The first thing to note is when discussing cricketers of the 1960's, if a Kiwi refers to Milburn, he is not talking about Colin, the fine English player, pisshead and hero of us here at The Middle Stump, but instead will be talking about the capital of Victoria in Australia. Kiwis in general are good people, and have a great sense of humour. None more so than the tv presenter who lost his job a few years back laughing at the name of the Chief Minister of Delhi, who went by the moniker of Sheila Dikshit!
No doubt the same sense of humour was thought up by the wag who made the emblem of the NZRAF, a Kiwi in a circle. We all know that Kiwis are a flightless bird but let that not bother the people of these islands, when it is your military air force. One thing you will notice about this place is sheep! Lots of them - in fact to the tune of 47 million compared to 3 million human inhabitants.

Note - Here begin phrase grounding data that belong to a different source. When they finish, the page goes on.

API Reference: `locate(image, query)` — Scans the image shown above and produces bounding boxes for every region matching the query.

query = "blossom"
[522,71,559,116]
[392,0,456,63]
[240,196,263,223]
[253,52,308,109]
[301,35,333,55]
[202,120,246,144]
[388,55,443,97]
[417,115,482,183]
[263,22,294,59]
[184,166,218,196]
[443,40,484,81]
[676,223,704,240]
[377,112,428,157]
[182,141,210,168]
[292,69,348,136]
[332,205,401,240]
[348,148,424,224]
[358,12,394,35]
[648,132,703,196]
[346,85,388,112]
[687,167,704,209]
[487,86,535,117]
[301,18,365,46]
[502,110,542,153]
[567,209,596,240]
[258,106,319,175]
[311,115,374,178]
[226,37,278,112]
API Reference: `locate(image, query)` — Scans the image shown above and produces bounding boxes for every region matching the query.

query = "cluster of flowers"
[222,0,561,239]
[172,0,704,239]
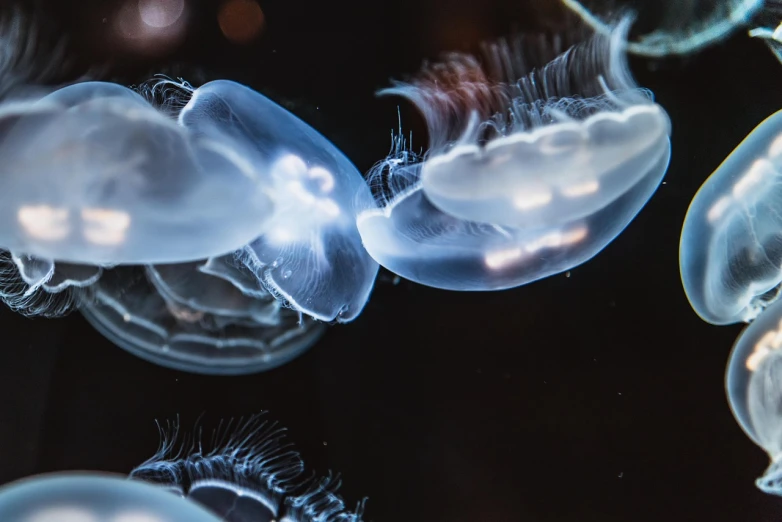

Think of it as a Magaluf to those of us inclined to shag them!
|Mount Cook...that's the only way this lot will get him out!|
Cloudy Bay is one of the finest wines in the world, and get yourself to a vineyard or three if you are visiting for the series. Steinlager tends to be the choice of piss in this rugby mad nation. As a Kiwi will tell you, "Show me a New Zealander that can't drink, and I will show you an Australian"!!
The country has been through some horrendous times recently with the Miners Disaster and the earthquake in Christchurch. Auckland is the biggest city by far, situated at the top of the North Island, whilst the Cook Strait named after the forward defensive of the England captain splits it from the South. This truly is a stunning venue and no wonder many films such as Lord of the Rings were set here.
As for the cricket then this will be made up of three T20's, three ODI's and three Test matches. NZ cricket has been through some strange moments recently. After a great win in Sri Lanka, Ross Taylor was then removed/resigned, dependent on your point of view or whether you believe the board or rumours circulating throughout the cricketing world, and replaced with Brendon McCullum. Taylor, without a doubt the finest Kiwi batsman in a generation should be returning but did miss the tour to South Africa where they were dismissed for just 45. Whilst the one eyed Englishmen amongst us will want us to stuff the Kiwis, we'd like to beat their best side and Ross Taylor being in there will certainly make it more of a contest.
|Ross Taylor...we're glad he is back|
Their batting is a weak link, and long gone are the days of people like John Wright, Bruce Edgar or Geoff Howarth to hold England up, let alone the classy Martin Crowe. A lot relies on the skipper McCullum, although players such as Dean Brownlie or Gloucestershire's Kane Williamson can get runs. Martin Guptill, having overcome the disability of only having two toes on one of his feet, is also someone most Englishmen will want to see the back of.
They have three keepers to choose from. Luke Ronchi, having played for Australia, and one of our Ugly XI in our forthcoming book Cricket Banter, where he was described as 'a strong argument for eugenics' may well play, having re qualified for the Black Caps. Kruger van Wyk has been imported from South Africa, whilst the fantastically named BJ Watling could make an appearance too. If the romantics amongst us, such as David and Victoria Beckham, called their son Brooklyn after the place where he was conceived, then it is a surprise that Mrs Watling ever got pregnant in the first place!
|Ronchi...a good looking boy!|
James Franklin should lead the attack along with Tim Southee, described as having the control only "Justin Lee Collins could dream about" by Dan and Liam when they did a commentary stint on Test Match Sofa in September. The Black Caps attack is certainly different from the dibbly dobblers of the eighties and nineties when Chris Harris, Jeremy Coney, Lance Cairns and Co would have a trundle from one end, whilst the world class Richard Hadlee would bowl from the other. It was described by one cricketer as facing a third eleven club attack from one end, and the best bowling in the world at the other. Naturally the best batsmen would have the ability to count to six and rotate the strike in order not to face too much of the Nottinghamshire all rounder!
The spin department should be led by Jeetan Patel with Harry Potter look a like Daniel Vettori doubtful for the series with Achilles problems.
|Sir Richard Hadlee...one of the finest bowlers to ever play the game|
One thing New Zealand have always been good for, is an out and out number eleven. You know, the sort to make Phil Tufnell or Devon Malcolm look decent. Danny Morrison, Chris Martin, Brendon Bracewell...I could go on.
I expect England to win this and fairly comfortably, but one thing about this proud nation is that they rarely give up. England to win 2-0, by virtue of having the better batting, better bowling and also being the owners of more toes than the opposition, but will be pushed.